アメリカに住んで20年になるが、この地域の多分一番魅力的な季節をずっと一時帰国の時期に充てていた。

もったいない、と言われたことがある。そのくらい高地砂漠気候ハイデザートの夏は乾燥しているがゆえに過ごしやすく、朝晩は高地だからひんやりするし、緑は輝くようだし、長い夕方は外に置いた椅子に座ってただ家族や友人と過ごすのには最高の時間となる。もちろん、その時期に日本に戻っていた理由はあるし、それをできていたことには感謝しかない。子供達が日本を故郷の一つと認識しているのも、あの時期があったからだと思うから。


砂漠というくらいだから、ユタ州の多くでは水は限られた場所にしかない。もちろんインフラとしての水道は整備されているし家々には芝を保つための灌漑イリゲーションシステムもある。でもそのシステムを止めたらあっという間に植物は枯れる。あとにはごく僅かな水で育つ、砂漠気候耐性の棘をもった野生植物(というか雑草)が荒々しく育つだけになる。だからだろうか、湿度の高い夏が苦手な私が過ごすには最高だったけれど、ずっと「懐かしい風景」ではなかった。


青々と拡がる水田の景色が好きだと日本に帰るたびに私は呟いてしまうらしい、毎年のように日本の家族に「また言ってる」と笑われる。
でもそうなのだ、雨の日には煙るような湿度のなかで竹林が揺れ、真夏に近付くにつれて道端の雑草が暴力的な勢いで伸び、山々には様々な濃淡の青(緑)が溢れる。こういう記憶を辿っていると 日本の夏は水とともにあるなぁと思うし、私の原風景でもあるし、それがユタ州に住み始めてから一番懐かしく時々でいいから見たいと欲した景色だった。今でも大好きな景色だ。もちろん高温多湿になると辟易するんだけれど。

けれど今は、このドライな気候の中で枝を伸ばし木陰をそっと地面に落とす木々や、暑さのなかで青々と伸びる芝、朝夕の肌寒いくらいの空気と日中の激しい日光ときつい暑さが自分の生活の中心になってきた。日本とは色味の違う草花も。
以前は こういう地域の昔の原住民の遺跡を訪れては こんなところでどうやって生きていたんだろう、この地を愛せたのだろうかと思っていたけれど、今は厳しい気候の中の美しさが豊かさが、少しだけわかる。


こちらに引っ越した当初は生活のあちこちで撒菱まきびしのように知らないことや慣習がそこら中にばらばらと落ちていて、それらを踏んでしまわないように気をつけていた。でもやっぱり踏んでしまいイタイ思いをする。

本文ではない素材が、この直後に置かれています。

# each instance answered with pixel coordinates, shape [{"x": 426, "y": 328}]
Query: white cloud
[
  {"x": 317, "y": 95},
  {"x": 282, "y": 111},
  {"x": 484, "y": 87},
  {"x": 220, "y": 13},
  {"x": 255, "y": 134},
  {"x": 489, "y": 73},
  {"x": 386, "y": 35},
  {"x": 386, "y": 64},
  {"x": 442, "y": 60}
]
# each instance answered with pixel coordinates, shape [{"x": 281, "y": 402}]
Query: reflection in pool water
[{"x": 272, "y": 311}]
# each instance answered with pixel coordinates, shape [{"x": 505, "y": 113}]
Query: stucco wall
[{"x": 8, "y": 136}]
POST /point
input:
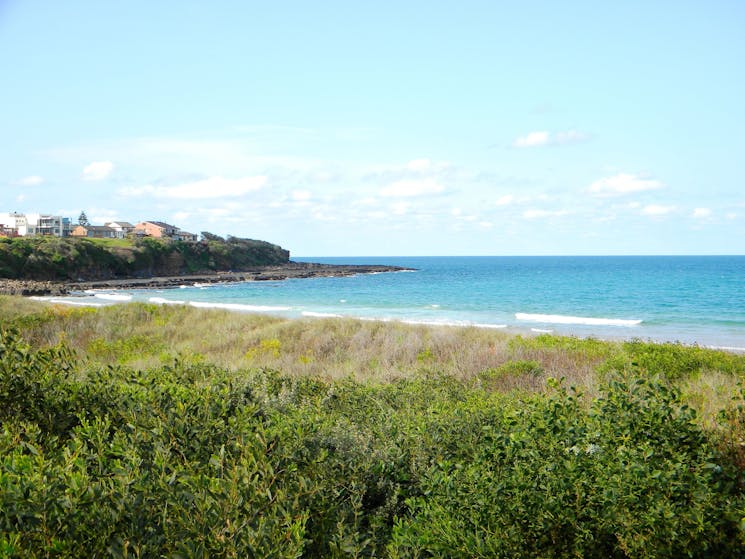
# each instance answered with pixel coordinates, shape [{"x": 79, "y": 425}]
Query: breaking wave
[{"x": 562, "y": 319}]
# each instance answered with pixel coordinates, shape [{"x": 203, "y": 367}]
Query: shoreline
[{"x": 292, "y": 270}]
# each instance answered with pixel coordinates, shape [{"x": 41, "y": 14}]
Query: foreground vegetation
[
  {"x": 146, "y": 431},
  {"x": 65, "y": 259}
]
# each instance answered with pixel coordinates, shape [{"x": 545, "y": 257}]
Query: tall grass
[{"x": 146, "y": 335}]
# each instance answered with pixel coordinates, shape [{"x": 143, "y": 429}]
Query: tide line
[{"x": 563, "y": 319}]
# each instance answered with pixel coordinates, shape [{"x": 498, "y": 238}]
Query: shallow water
[{"x": 692, "y": 299}]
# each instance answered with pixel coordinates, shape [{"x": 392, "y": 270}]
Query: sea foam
[
  {"x": 237, "y": 307},
  {"x": 163, "y": 301},
  {"x": 320, "y": 314},
  {"x": 113, "y": 296},
  {"x": 69, "y": 301},
  {"x": 562, "y": 319}
]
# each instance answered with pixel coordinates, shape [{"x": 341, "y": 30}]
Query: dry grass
[{"x": 145, "y": 335}]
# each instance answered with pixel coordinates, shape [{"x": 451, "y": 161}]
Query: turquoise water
[{"x": 692, "y": 299}]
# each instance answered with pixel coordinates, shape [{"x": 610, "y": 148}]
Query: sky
[{"x": 345, "y": 128}]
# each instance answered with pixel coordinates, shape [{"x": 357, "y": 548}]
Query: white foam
[
  {"x": 113, "y": 296},
  {"x": 436, "y": 322},
  {"x": 562, "y": 319},
  {"x": 320, "y": 315},
  {"x": 162, "y": 301},
  {"x": 237, "y": 307},
  {"x": 728, "y": 348},
  {"x": 70, "y": 301}
]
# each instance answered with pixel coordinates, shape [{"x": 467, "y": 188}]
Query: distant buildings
[{"x": 16, "y": 224}]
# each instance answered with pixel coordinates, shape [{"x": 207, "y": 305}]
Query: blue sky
[{"x": 384, "y": 128}]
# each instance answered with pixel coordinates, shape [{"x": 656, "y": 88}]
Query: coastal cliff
[
  {"x": 69, "y": 259},
  {"x": 56, "y": 266}
]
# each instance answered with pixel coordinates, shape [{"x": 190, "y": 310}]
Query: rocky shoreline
[{"x": 260, "y": 273}]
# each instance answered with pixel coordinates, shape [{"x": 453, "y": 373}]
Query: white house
[{"x": 122, "y": 228}]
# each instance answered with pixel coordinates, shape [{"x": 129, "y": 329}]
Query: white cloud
[
  {"x": 98, "y": 170},
  {"x": 412, "y": 187},
  {"x": 532, "y": 139},
  {"x": 541, "y": 214},
  {"x": 545, "y": 138},
  {"x": 622, "y": 184},
  {"x": 301, "y": 195},
  {"x": 419, "y": 165},
  {"x": 213, "y": 187},
  {"x": 33, "y": 180},
  {"x": 654, "y": 209},
  {"x": 400, "y": 208}
]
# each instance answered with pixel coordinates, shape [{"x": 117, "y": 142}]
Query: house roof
[
  {"x": 96, "y": 227},
  {"x": 162, "y": 224}
]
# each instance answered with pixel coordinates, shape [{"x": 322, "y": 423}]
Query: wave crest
[{"x": 588, "y": 321}]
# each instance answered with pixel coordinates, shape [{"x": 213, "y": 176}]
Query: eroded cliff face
[{"x": 55, "y": 259}]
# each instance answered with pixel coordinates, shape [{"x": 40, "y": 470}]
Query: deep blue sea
[{"x": 691, "y": 299}]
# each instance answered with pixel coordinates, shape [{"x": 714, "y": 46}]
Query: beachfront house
[
  {"x": 122, "y": 228},
  {"x": 94, "y": 232},
  {"x": 186, "y": 236},
  {"x": 157, "y": 229},
  {"x": 27, "y": 225}
]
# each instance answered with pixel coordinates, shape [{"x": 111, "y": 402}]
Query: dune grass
[
  {"x": 140, "y": 430},
  {"x": 143, "y": 335}
]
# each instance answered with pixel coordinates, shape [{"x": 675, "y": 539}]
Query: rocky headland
[{"x": 259, "y": 273}]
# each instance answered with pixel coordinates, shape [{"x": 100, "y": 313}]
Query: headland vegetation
[
  {"x": 57, "y": 265},
  {"x": 140, "y": 430}
]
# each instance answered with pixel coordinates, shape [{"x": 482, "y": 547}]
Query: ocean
[{"x": 688, "y": 299}]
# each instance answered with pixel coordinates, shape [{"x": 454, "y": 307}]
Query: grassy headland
[
  {"x": 70, "y": 259},
  {"x": 141, "y": 430}
]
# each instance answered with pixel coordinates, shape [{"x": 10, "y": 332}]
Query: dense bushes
[
  {"x": 188, "y": 460},
  {"x": 53, "y": 258}
]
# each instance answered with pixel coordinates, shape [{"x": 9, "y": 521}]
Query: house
[
  {"x": 20, "y": 223},
  {"x": 36, "y": 224},
  {"x": 94, "y": 232},
  {"x": 186, "y": 236},
  {"x": 53, "y": 225},
  {"x": 7, "y": 231},
  {"x": 122, "y": 228},
  {"x": 156, "y": 229}
]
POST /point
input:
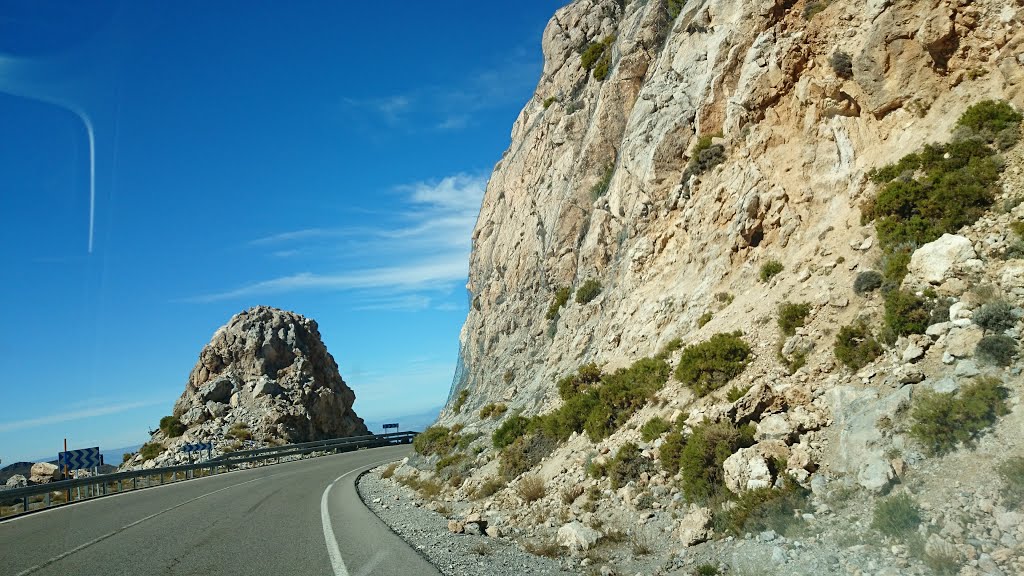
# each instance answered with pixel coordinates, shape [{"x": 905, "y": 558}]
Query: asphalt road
[{"x": 297, "y": 518}]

その痛さが自分は部外者だと思い知ることのようで、子供を日本の学校に行かせたい夏には嬉々として 根っこのある土地に帰っていたかったのかもしれない。
それが最近では、日本の日常に撒菱まきびしを見つけることがあって寂しいような気分になる。長くこちらに住んだからなのか、単に歳をとってきて順応しづらくなっているのかはわからないけれど。

ああ、そうそう。撒菱まきびしのひとつを今思いだした。日本語がしっくりこなくて「カタカナ語」で言葉を書くとき。
ほら、すでに私の文章には 日本語では伝わらない沢山の景色や匂いを含んだカタカナ語が並んでいる。きっと読んでいるヒトには「わかんねーよ」と一蹴されそうな、けれどカタカナ語でなければしっくりこない 私の中に焼き付いた風景。

小景異情―その二
ふるさとは遠きにありて思ふもの
そして悲しくうたふもの
よしや
うらぶれて異土の乞食かたゐとなるとても
帰るところにあるまじや
ひとり都のゆふぐれに
ふるさとおもひ涙ぐむ
そのこころもて
遠きみやこにかへらばや
遠きみやこにかへらばや

青空文庫 抒情小曲集 室生犀星

「遠きにありて」詠んだわけではなく、ふるさとに戻ったときに詠んだ詩といわれる室生犀星のこの叙情詩が、時々 若い頃より胸に迫る。ああ、この人天才だなぁ。

日本こきょうへの愛はあるんだ。ただ、変わって行く自分がときどきずれていて、なんともやるせない気分になるんだ。変わっていないつもりでも日本こきょうにしっくりいかない自分に、どうしていいかわからないんだ。